Birincisi, 'yerleşimci' diye adlandırılan nüfusa ne olacak? Üniter Kıbrıs’ta, tüm yerleşimcilerin Kıbrıs Cumhuriyeti topraklarından çekilmesinden bahsediliyor. Bu nasıl mümkün olacak? Tarihe baktığımızda, örneğin 1967’deki Altı Gün Savaşı’nda İsrail, Mısır toprağı olan Sina Yarımadası’nı işgal etmişti, yerleşimci nüfusunu da oraya yerleştirmişti. Daha sonra 1979’da İsrail ve Mısır arasında imzalanan “Barış Antlaşması” ile İsrail, yerleşimcilere verdiği mali tazminat, geçici barınma ve yeni iş bulma yardımını içeren paketler ile geri dönme imkanları sağlanmıştı.

Kısacası, bir ‘antlaşma’ ile bu olasılık sağlanmıştı. Bir antlaşma olmadan, tüm yerleşimcilerin Türkiye’ye geri yollanmaya çalıştığını düşünün. Bireysel insan haklarının ön planda olduğu bir dünyada olduğumuzu düşünürsek, bunun mümkün olabileceğini sanmıyorum; ama yine de oldu diyelim. Bu kadar fazla insanın, birdenbire Türkiye'ye 'geri yollanması' Kıbrıs ile Türkiye arasındaki ilişkileri germeyecek midir? Bu, olası bir çatışma için bir zemin değil midir? Peki Kıbrıs, NATO’nun en büyük ikinci ordusuna sahip bir ülke olan Türkiye ile ne kadar bir çatışmaya girmek isteyecektir? Ya da böyle bir çatışma, ileride Kıbrıs’ın geleceği için daha büyük tehlikelere yol açmayacak mıdır?

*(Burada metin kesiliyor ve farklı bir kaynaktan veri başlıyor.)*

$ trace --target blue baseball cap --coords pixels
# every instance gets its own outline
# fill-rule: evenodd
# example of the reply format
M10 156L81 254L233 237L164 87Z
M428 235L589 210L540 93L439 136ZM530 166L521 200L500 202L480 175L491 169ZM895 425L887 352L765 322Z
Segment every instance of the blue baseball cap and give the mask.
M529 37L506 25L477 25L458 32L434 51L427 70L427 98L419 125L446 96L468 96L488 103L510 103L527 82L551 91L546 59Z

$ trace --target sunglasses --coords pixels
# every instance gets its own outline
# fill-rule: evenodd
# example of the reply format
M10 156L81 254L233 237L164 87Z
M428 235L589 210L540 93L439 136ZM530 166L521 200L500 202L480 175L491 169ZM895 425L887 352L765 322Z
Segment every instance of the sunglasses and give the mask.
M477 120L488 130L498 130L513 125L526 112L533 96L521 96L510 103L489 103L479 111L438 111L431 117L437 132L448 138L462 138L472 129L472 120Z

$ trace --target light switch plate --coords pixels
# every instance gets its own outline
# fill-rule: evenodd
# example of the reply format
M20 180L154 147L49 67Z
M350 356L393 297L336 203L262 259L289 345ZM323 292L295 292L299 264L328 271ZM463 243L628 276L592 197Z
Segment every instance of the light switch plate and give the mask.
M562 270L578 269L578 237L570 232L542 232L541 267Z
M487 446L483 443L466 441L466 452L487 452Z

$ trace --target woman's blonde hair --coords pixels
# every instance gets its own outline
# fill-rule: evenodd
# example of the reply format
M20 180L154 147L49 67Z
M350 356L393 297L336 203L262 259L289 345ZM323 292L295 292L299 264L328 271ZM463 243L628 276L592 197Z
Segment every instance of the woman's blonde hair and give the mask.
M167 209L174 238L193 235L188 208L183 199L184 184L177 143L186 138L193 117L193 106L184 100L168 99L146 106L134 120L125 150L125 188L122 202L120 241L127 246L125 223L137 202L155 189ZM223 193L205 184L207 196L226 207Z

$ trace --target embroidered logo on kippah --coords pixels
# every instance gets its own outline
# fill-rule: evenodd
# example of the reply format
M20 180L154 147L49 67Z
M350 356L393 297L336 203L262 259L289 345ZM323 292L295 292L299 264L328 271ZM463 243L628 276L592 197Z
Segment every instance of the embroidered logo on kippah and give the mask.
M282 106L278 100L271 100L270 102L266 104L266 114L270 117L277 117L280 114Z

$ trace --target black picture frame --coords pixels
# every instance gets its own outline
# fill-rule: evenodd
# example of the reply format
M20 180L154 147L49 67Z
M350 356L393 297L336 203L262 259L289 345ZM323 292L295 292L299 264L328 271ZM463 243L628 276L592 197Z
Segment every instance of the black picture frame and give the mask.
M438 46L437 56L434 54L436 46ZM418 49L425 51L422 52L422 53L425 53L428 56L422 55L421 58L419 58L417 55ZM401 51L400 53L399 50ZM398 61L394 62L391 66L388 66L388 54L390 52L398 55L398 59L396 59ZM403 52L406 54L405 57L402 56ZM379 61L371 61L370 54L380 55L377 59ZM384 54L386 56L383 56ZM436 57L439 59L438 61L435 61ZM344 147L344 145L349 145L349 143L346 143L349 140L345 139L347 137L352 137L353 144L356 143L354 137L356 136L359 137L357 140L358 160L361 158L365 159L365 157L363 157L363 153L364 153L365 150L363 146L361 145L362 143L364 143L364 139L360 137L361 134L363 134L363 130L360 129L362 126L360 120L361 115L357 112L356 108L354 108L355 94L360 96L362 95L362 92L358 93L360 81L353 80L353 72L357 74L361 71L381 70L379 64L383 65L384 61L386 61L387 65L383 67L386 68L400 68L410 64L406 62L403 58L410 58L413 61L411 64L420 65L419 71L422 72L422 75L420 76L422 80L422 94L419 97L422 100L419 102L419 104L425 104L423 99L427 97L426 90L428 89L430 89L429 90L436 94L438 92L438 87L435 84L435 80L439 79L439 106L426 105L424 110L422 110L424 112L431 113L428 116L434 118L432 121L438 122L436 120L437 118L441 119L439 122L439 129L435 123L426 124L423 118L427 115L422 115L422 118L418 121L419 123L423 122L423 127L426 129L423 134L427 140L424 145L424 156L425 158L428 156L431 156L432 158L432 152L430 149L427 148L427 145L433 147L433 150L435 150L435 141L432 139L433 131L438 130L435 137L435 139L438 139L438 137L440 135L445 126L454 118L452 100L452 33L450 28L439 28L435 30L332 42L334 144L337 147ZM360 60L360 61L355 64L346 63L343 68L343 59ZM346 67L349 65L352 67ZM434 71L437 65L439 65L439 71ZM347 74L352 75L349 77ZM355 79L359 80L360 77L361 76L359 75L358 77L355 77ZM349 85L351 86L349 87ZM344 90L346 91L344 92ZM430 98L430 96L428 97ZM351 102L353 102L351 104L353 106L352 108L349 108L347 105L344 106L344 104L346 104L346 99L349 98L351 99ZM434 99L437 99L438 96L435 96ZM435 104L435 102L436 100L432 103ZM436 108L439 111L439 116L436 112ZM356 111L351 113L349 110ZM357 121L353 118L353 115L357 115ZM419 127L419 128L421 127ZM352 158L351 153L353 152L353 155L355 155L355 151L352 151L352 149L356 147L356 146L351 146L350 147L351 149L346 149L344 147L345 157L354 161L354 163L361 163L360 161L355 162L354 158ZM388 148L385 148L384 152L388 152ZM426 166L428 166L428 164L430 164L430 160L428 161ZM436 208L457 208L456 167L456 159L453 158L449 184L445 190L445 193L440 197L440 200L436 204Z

Şu anda baktığımda, nüfus politikaları konusunda Türkiye ile bir uzlaşmaya varılmadığı takdirde, bir çıkmazın içerisinde olduğumuzu görebiliyorum. Uluslararası mekanizmalar, Türkiye konusunda çalıştırılabilir; ancak şu anki Türkiye, uluslararası hukuk kurallarını dikkate alan bir Türkiye değil. Bunu AİHM’in Kavala ya da Demirtaş kararlarını inceleyerek görebilirsiniz. Tüm Kıbrıslıların kendi evlerine dönmesi konusuna gelecek olursak, evet, mallarına geri dönmek isteyen Kıbrıslılara izin verilmelidir; ancak yine de bu, insancıl koşullarda yapılmalı ve hiçbir kimseyi mağdur etmeyecek durumda olmalıdır. Sonuçta kendi ülkende bulunan, yabancı bir nüfusun da korunması, uluslararası hukuka göre ‘erga omnes’ olan bir yükümlülüktür.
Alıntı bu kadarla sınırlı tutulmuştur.